Senator Hubert Humphrey, member of the committee, disclosed yesterday in a television interview that he had proposed such an investigation. He said there should be a “sensible, systematic interrogation” into events in the Middle East, the results of which should be used in implementing an effective policy there.

The Minnesota Senator sharply criticized the Eisenhower Administration policies in the Middle East. He said it had not been “persistently dedicated” to trying to get the Arab nations and Israel to settle their differences peaceably. He stressed President Eisenhower’s great personal influence and said this should be exerted now to bring the Middle East nations into a peace conference.
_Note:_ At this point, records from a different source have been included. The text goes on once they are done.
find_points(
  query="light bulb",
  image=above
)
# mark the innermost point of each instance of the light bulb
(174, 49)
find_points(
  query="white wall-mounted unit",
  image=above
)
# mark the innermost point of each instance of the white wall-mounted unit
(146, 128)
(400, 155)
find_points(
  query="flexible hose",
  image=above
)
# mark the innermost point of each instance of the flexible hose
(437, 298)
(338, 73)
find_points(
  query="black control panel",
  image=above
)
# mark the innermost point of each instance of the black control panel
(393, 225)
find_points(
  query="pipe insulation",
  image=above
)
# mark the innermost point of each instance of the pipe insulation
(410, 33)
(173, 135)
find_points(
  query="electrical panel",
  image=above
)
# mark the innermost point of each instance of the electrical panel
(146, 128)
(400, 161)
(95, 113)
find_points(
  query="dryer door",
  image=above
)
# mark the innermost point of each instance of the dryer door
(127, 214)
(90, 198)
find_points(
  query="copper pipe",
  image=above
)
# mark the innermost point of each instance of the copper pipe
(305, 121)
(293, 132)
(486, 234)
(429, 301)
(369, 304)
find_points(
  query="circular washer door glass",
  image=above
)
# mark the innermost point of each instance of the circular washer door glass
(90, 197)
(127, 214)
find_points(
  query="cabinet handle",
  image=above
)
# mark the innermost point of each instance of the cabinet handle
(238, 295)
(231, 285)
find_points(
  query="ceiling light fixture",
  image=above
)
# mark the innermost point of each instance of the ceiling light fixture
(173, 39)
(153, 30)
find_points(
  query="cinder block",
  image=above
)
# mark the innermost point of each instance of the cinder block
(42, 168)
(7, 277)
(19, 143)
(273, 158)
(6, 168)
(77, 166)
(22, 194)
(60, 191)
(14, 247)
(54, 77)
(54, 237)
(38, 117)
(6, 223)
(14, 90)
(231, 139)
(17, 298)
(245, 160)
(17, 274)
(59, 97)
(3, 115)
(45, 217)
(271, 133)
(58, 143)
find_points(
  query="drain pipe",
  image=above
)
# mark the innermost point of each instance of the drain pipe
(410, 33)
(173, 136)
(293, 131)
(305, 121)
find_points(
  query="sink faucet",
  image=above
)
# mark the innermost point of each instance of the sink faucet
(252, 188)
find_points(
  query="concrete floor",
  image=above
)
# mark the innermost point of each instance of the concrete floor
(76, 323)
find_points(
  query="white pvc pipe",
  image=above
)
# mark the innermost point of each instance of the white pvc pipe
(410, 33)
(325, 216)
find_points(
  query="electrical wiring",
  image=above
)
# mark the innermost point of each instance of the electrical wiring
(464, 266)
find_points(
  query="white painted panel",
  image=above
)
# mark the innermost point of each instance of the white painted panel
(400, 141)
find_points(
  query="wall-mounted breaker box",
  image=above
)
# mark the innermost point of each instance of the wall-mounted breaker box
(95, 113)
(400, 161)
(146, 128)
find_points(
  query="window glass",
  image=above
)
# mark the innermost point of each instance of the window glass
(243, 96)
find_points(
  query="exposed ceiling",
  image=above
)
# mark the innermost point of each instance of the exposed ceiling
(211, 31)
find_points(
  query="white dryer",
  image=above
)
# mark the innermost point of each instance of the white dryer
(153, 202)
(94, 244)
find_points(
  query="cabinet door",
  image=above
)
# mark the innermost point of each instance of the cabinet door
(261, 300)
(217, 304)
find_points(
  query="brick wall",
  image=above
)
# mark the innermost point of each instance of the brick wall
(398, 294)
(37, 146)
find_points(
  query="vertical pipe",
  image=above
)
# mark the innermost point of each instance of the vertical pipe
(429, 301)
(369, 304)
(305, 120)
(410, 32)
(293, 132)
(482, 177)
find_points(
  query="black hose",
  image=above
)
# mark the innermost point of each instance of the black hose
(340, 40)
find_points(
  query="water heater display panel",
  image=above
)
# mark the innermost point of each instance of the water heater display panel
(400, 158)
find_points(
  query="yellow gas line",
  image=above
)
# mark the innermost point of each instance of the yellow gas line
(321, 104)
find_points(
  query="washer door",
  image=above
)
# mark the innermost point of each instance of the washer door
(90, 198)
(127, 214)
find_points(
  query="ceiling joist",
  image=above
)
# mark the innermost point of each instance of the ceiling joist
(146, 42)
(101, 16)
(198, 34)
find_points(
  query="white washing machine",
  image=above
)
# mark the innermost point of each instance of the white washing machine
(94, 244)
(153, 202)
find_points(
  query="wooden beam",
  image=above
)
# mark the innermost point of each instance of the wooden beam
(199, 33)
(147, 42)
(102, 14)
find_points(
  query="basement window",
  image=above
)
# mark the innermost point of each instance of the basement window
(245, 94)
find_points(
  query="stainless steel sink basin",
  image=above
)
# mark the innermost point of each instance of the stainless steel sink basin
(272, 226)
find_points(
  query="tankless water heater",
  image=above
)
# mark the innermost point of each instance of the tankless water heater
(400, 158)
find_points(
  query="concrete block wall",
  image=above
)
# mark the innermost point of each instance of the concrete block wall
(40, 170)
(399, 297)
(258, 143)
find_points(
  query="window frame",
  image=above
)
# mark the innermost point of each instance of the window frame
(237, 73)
Sen. Humphrey warned against permitting a reversal of the Middle East situation to what it was before the Anglo-French-Israel actions and stressed the need for positive action now when American prestige was high in the Arab world. He called for a program of extensive economic aid, with priority to the Jordan River development project, and a guarantee against aggression for all the nations involved.

“The sooner we make it clear to Mr. Nasser and to all the other states in the area that Israel is here to stay and that we are against aggression from any source, the better,” he said.

ARMSTRONG TO STUDY U.S. AID MEASURES’ IN MIDDLE EAST

The Senate Foreign Relations Committee announced today that Hamilton Fish Armstrong will make an on-the-spot survey of the effectiveness of U.S. foreign aid programs in Israel, Lebanon-Iraq, Jordan, Syria and Saudi Arabia. Mr. Armstrong is editor of the publication, “Foreign Affairs.” Mr. Armstrong, chosen to survey the six Middle East countries, is one among nine individuals who collectively will survey most of the countries benefiting from U.S. aid programs.

A Senate foreign relations spokesman said there was no particular significance to the fact that. Egypt had been excluded from the list of Middle East countries to be surveyed.

The committee also announced that it has contracts with private organizations for 10 major research projects in connection with its inquiry into the effectiveness of U.S. overseas aid programs.